Mas, considerando tudo que Sing Sing representa (e não falha em apresentar nas telonas), era esperado uma presença na categoria de melhor filme, além de uma indicação para Clarence Maclin como ator coadjuvante. E, no contexto geral dessa temporada de premiações, ficou um gostinho de “quero mais aclamação” ao falar deste projeto. É uma história emocionante, que merece ser vista por mais pessoas, e que ainda traduz tudo aquilo que o Oscar deveria ser sobre: o poder da arte.
Sim, pode parecer meio brega, mas a sociedade não deveria ter medo de ser vulnerável. Vivemos com muralhas a postos em nossas interações sociais - e consigo nem imaginar como deve ser ainda mais complicado em um lugar como o presídio. E isso torna o projeto RTA ainda mais importante. Se aquele elenco teve a coragem de voltar para um lugar que lhe causou tanta dor para filmar uma parte significativa de suas histórias, o mínimo que eles deveriam receber é um reconhecimento por isso.

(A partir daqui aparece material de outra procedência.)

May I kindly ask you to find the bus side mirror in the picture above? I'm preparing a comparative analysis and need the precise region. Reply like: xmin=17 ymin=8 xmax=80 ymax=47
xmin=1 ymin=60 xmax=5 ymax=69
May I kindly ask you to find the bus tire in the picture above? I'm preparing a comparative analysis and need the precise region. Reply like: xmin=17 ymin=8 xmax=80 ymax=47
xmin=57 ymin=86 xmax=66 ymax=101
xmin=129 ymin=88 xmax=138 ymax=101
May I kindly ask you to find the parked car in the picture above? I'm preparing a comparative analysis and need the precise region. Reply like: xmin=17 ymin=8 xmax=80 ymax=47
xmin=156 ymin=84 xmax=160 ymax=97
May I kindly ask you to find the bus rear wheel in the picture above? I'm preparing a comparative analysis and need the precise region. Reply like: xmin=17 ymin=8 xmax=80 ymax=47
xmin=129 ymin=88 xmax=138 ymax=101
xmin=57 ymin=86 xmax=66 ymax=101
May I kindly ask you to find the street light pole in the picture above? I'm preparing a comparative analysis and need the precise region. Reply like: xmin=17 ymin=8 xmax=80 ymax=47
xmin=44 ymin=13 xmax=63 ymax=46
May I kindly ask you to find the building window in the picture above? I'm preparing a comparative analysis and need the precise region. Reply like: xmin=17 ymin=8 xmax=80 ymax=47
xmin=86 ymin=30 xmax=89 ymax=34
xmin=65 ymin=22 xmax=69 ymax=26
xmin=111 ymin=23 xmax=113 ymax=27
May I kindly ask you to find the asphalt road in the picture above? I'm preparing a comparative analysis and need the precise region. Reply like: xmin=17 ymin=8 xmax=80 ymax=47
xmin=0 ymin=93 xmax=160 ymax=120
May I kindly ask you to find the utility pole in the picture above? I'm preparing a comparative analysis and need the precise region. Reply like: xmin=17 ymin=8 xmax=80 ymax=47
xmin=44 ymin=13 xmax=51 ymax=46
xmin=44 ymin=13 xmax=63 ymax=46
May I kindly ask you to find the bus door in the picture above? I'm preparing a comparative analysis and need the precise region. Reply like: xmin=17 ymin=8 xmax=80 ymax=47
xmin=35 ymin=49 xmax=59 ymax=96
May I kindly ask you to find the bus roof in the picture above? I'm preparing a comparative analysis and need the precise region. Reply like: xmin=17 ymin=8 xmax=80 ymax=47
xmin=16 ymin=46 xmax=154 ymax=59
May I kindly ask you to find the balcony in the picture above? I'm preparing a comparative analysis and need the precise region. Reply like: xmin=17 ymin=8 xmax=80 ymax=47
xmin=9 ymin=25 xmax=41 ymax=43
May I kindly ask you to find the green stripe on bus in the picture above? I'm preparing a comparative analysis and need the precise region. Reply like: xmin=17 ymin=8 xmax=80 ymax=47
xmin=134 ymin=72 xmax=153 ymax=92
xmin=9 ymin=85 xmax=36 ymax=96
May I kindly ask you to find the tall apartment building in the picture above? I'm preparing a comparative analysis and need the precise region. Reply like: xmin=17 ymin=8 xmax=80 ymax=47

Sing Sing não é um filme perfeito, mas é impactante, agarrando no máximo de verossimilhança possível, com toques de dramaticidade que nos coloca numa posição que esperamos nunca estar. Você vai rir com a peça que eles criam, você vai chorar quando uma tragédia ocorrer, você vai se inspirar na esperança de Divine G pela justiça… Porém, o mais importante é te fazer sentir.